Could you please help me understand the n_windows ...
# mlforecast
m
Could you please help me understand the n_windows param from cross_validation with exogenous variables ? I went through the exogenous variables tutorial: https://github.com/Nixtla/mlforecast/blob/main/nbs/docs/how-to-guides/exogenous_features.ipynb My df_test looks exactly as the series_with_prices When I use n_windows=2 or some low number, everything works fine. I d like to simply go through the dataframe predicted 12 steps ahead at each timestep:
Copy code
horizon = 12
n_windows = len(df_test) - horizon

# Perform cross-validation without refitting
cv_results = fcst.cross_validation(
    df_test,
    # static_features=[],
    n_windows=n_windows,
    h=horizon,
    step_size=1,
    refit=False,
    fitted=True
)
With the above setup however I get:
Copy code
--> 462 self.fit_models(X, y)
    463 if fitted:
    464     fitted_values = self._compute_fitted_values(
    465         X_with_info=X_with_info,
...
--> 677         raise ValueError('Input data must be 2 dimensional and non empty.')
    679     # determine feature names
    680     if feature_name == 'auto':

ValueError: Input data must be 2 dimensional and non empty.
Is there something I am not getting ? : ) Thanks for patience.
j
Are all of your features static? If your dataframe looks like the example then price is dynamic
m
no all of my features are dynamic in fact. (At least if i understand dynamic correctly)
Each of the features is its own process and hence changes with every step
this works
Copy code
cv_results = fcst.cross_validation(
    df_test,
    static_features=[],
    n_windows=2,
    h=horizon,
    step_size=1,
    refit=False,
    fitted=True
)
but id like to simply go over the entire dataset, somehow I am unable to set up n_windows correctly
j
You should provide which columns are static (don't change over time for a single serie) through the
static_features
argument. By providing an empty list you're saying none are static (they all change over time) which is probably causing a bad join somewhere
m
They in fact do all change over time, so static_features = [] makes sense.
I have only one timeseries and its exogenous inputs, they all change over time.
static_features I assume are some kind of identifiers that stay the same over time.
j
Oh I just saw it's commented out. What happens if you use it?
m
• I am trying with empty list and n_windows = 1000 and it seems to be working, • I just somehow need to set up n_windows to go through the entire test set and i am unsure how to do it.
j
1,000 windows seems excessive. Are you only forecasting one step ahead?
m
No 12 steps ahead, but I need to move through the entire test set in a walk forward manner. This I cant understand how to set up.

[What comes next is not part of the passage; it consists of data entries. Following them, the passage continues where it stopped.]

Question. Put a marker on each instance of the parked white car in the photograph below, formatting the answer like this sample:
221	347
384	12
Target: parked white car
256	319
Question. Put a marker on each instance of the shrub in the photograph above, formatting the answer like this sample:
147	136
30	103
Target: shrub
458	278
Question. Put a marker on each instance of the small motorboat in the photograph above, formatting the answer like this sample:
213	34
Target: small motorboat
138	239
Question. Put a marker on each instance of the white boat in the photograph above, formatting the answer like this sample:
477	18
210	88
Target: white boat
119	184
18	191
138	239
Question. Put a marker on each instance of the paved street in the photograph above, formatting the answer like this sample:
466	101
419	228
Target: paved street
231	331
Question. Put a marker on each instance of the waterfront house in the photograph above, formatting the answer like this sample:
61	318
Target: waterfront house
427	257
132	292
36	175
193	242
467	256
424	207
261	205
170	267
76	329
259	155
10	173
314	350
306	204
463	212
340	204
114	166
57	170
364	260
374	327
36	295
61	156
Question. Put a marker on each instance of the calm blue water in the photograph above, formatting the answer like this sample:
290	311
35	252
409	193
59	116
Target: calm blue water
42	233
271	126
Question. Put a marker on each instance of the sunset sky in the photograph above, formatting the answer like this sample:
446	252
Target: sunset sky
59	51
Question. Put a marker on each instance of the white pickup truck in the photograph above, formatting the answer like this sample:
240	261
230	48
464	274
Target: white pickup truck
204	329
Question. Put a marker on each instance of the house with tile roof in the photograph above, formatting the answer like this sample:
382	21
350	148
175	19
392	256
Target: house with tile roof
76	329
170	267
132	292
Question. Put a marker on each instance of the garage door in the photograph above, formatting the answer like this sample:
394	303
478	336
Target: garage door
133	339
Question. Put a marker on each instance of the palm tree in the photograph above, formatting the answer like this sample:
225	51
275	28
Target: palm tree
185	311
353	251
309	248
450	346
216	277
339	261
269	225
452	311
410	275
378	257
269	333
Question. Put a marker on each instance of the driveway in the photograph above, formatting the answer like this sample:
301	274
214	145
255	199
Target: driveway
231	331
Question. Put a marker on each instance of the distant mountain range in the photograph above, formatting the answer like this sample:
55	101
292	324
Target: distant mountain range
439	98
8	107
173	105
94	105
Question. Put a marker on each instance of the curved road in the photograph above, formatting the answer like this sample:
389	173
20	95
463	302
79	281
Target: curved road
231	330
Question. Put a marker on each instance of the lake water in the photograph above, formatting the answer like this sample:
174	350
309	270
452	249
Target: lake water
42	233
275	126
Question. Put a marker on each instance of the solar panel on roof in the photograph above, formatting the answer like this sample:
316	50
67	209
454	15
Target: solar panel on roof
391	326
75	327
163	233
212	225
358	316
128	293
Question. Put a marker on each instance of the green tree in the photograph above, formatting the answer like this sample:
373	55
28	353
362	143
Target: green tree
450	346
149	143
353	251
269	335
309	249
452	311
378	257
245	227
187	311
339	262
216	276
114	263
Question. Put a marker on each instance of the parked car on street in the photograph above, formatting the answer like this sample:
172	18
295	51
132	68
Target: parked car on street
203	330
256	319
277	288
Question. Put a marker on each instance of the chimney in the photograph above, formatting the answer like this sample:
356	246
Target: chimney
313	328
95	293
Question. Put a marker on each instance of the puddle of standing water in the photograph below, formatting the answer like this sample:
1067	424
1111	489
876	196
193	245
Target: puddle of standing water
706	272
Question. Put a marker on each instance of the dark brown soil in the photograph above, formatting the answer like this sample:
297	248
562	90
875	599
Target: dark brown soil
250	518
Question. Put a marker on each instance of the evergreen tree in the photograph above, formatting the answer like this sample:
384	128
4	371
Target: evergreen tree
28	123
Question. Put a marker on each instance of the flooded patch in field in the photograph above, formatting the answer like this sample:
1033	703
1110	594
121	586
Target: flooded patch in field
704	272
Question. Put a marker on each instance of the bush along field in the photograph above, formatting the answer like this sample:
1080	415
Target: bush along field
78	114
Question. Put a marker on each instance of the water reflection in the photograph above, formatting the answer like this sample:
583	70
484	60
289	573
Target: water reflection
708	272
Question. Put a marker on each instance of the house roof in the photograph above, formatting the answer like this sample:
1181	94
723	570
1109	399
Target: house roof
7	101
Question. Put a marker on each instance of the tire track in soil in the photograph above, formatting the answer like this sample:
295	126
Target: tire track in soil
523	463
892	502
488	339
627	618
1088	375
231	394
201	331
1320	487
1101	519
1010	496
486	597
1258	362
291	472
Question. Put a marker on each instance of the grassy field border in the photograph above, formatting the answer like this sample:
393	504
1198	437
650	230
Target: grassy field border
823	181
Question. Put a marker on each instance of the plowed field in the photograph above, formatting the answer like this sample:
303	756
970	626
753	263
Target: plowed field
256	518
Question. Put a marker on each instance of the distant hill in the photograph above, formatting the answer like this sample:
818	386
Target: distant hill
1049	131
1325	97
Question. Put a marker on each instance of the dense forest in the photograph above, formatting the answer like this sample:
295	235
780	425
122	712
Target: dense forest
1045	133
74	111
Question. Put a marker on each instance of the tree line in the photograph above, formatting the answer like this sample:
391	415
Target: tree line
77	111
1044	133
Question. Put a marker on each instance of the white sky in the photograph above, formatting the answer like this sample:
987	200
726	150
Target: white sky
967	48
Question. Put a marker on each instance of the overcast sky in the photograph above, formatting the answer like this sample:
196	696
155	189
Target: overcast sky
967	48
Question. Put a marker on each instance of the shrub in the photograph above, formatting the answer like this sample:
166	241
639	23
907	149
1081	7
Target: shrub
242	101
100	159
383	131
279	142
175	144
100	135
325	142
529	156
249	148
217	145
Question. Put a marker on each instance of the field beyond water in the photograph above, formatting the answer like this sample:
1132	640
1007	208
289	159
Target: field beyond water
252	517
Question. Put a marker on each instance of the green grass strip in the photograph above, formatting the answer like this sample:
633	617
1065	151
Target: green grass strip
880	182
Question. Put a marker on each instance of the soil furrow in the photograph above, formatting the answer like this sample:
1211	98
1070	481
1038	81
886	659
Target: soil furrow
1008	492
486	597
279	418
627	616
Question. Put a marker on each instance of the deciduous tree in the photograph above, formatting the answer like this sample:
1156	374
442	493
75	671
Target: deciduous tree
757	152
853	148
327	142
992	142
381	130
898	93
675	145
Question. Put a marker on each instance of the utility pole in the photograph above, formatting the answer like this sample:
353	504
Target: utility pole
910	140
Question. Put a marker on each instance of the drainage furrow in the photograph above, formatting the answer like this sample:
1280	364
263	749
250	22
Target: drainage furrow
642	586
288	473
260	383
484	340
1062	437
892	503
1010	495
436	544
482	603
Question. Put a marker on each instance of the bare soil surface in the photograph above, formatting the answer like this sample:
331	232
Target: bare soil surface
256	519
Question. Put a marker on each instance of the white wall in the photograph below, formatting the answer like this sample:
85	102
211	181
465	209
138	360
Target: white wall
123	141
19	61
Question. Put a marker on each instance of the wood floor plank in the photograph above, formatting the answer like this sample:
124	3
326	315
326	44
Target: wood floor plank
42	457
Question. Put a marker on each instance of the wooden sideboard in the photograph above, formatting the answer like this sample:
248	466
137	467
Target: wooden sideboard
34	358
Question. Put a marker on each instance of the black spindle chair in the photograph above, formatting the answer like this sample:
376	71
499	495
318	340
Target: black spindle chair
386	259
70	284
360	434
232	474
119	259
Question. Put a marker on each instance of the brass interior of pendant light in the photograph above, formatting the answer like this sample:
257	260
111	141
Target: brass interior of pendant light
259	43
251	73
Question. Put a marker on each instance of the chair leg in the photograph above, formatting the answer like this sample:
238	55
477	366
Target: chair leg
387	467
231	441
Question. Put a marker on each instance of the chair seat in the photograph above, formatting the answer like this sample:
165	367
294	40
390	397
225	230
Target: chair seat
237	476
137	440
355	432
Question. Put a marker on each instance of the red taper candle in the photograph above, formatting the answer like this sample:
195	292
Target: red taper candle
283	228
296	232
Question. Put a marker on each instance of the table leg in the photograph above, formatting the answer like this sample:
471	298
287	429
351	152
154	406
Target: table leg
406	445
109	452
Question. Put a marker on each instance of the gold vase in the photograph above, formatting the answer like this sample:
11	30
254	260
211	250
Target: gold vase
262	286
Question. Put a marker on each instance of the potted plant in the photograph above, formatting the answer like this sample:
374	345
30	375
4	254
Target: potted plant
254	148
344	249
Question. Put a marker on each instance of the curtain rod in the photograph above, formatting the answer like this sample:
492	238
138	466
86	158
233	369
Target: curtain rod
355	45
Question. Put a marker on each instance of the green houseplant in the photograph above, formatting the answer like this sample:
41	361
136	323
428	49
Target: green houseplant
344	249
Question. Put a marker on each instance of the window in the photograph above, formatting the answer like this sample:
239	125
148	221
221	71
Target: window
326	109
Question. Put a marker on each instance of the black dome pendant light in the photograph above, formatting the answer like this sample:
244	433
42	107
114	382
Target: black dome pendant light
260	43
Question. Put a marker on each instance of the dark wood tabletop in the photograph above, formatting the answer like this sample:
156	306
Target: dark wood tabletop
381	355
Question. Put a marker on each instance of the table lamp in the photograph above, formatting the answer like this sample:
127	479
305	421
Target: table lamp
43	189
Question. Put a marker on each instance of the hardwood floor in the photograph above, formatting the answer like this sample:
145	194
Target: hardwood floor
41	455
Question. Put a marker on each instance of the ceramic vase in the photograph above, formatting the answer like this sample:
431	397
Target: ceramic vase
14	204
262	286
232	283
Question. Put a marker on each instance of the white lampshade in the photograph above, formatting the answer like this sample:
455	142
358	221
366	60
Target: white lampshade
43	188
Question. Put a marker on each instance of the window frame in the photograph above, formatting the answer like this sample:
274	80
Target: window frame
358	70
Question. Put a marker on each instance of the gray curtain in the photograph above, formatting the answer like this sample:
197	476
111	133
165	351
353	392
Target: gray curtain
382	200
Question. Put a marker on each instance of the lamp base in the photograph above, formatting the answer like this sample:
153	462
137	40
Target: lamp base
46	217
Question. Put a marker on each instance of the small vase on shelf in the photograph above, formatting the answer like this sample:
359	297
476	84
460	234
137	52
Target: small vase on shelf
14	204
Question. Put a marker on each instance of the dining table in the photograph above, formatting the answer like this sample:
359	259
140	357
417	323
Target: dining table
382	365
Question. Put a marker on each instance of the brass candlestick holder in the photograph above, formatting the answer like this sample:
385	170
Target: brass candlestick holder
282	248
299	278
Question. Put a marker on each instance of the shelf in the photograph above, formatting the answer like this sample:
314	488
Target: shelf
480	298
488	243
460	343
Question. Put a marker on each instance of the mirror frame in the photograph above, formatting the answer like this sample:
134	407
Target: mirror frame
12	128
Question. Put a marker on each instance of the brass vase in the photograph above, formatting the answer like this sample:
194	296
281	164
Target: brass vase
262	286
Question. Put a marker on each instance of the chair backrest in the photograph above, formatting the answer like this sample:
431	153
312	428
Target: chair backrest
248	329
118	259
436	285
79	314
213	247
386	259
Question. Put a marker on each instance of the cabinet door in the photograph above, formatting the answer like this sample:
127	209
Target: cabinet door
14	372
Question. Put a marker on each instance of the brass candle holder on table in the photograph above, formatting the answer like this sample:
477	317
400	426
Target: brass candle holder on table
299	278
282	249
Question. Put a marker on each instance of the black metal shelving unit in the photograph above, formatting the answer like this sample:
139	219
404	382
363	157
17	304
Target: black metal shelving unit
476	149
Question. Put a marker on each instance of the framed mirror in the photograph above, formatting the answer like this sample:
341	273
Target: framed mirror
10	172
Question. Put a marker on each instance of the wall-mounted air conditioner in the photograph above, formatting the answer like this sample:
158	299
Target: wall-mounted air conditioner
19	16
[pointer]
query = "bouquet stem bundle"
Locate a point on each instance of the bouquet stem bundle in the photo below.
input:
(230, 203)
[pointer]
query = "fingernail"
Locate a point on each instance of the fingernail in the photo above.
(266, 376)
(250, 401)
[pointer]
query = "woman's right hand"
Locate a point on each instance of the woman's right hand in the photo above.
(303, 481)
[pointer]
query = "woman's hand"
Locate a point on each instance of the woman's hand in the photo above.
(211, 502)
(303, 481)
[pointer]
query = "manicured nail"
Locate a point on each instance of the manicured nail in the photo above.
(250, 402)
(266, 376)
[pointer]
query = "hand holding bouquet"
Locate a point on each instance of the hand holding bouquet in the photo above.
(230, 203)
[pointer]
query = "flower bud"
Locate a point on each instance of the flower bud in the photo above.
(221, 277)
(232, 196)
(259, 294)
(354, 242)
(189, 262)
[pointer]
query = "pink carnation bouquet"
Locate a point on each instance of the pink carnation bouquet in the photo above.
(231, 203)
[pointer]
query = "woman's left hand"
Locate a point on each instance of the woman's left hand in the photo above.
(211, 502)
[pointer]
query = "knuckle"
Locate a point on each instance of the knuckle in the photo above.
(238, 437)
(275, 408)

i.e.: • observe single data point (y, X) • predict y+1, y+2, ...., y+12, for X+1, X+2 ... • observe next data point (y+1, X+1) • predict y+2, y+3, ..., y+13, for X+2, ... , X+13 Observe a data point predict 12 steps forward in a loop basically.
Or am I doing something completely wrong? (most tutorials seem to have cross validation of 20 points at most, which in practice I have to verify on a much longer window to have some confidence)
j
I think you can use the
input_size
but you have to be careful with the number of samples there, because if you're using lag5 for example and
dropna=True
then the features drop 5 rows, so you'll need
input_size=6
to get a single sample at the end
Yeah, 1,000 seems like a lot but since you're not setting refit and it's a single serie it may not take that long
m
I see, perhaps I misunderstood, because the lags are present in the transformed dataframe, the "observing of data point" and the next 12 step prediction might not be what is really going on. • maybe I need to set up forecast horizon in the MLForecast.fit method
Copy code
max_horizon: int, optional (default=None)
Train this many models, where each model will predict a specific horizon.
• it seems this is for something else. For when I assume different dynamics for each time horizon it seems.
Also this has been asked million times I assume 😄 • Is there an elegant way to set up a periodic refit? • Ex. I dont want to refit after every step, I want to refit every day in the cross_validation. Is this doable ? Maybe I can use:
Copy code
before_predict_callback
 after_predict_callback
j
Hmm not sure what you mean. If you set refit=True then the model is retrained on every step, if you set it to False it is only trained the first time. You can also set an integer, for example refit=7 retrains the model every 7 steps
m
aaa I see, amazing, amazing. that is exactly what I needed.